Askelson Natoshia M, Chi Donald L, Momany Elizabeth T, Kuthy Raymond A, Carter Knute D, Field Kathryn, Damiano Peter C
University of Iowa, Iowa City, IA, USA
University of Washington, Seattle, WA, USA.
Health Educ Behav. 2015 Dec;42(6):805-13. doi: 10.1177/1090198115580575. Epub 2015 Apr 10.

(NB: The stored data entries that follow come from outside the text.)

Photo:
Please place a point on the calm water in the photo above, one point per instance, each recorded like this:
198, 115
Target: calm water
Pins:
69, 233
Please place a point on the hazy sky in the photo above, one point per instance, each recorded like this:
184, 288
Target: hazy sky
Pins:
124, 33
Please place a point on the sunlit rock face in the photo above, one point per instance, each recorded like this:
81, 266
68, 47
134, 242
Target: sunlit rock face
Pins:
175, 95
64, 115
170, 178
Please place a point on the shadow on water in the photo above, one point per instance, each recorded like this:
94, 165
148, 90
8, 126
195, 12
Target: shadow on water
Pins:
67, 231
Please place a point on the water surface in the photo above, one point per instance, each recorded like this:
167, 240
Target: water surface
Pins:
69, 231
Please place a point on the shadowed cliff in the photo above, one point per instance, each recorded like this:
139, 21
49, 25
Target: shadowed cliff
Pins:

Early preventive dental visits are vital to the oral health of children. Yet many children, especially preschool-age children enrolled in Medicaid, do not receive early visits. This study attempts to uncover factors that can be used to encourage parents to seek preventive dental care for preschool-age children enrolled in Medicaid. The extended parallel process model was used as a theoretical framework for this research. This model suggests that people will act if the perceived threat (severity and susceptibility) is high enough and if efficacy levels (self-efficacy and response efficacy) are likewise high. Following Witte's method of categorizing people's perceptions and emotions into one of four categories based on levels of threat and efficacy, this article describes four groups (high threat/high efficacy, high threat/low efficacy, low threat/high efficacy, and low threat/low efficacy) of parents and how they compare to each other. Using logistic regression to model if a child had a preventive visit, results indicate that parents with low threat/high efficacy and parents with high threat/high efficacy had approximately 2.5 times the odds of having a child with a preventive oral health visit compared to parents with low threat/low efficacy, when controlling for perceived oral health status, health literacy, and child's age. The importance of efficacy needs to be incorporated in interventions aimed at increasing preventive dental visits for young children.
早期预防性牙科就诊对儿童的口腔健康至关重要。然而,许多儿童,尤其是参加医疗补助计划的学龄前儿童,并未接受早期就诊。本研究试图找出可用于鼓励家长为参加医疗补助计划的学龄前儿童寻求预防性牙科护理的因素。扩展平行过程模型被用作本研究的理论框架。该模型表明,如果感知到的威胁(严重性和易感性)足够高,且效能水平(自我效能和反应效能)同样高,人们就会采取行动。按照维特将人们的认知和情绪根据威胁和效能水平分为四类的方法,本文描述了四类家长(高威胁/高效能、高威胁/低效能、低威胁/高效能和低威胁/低效能)以及他们之间的比较情况。使用逻辑回归模型来分析孩子是否进行了预防性就诊,结果表明,在控制了感知到的口腔健康状况、健康素养和孩子年龄后,与低威胁/低效能的家长相比,低威胁/高效能的家长和高威胁/高效能的家长让孩子进行预防性口腔健康就诊的几率约为其2.5倍。在旨在增加幼儿预防性牙科就诊的干预措施中,需要纳入效能的重要性。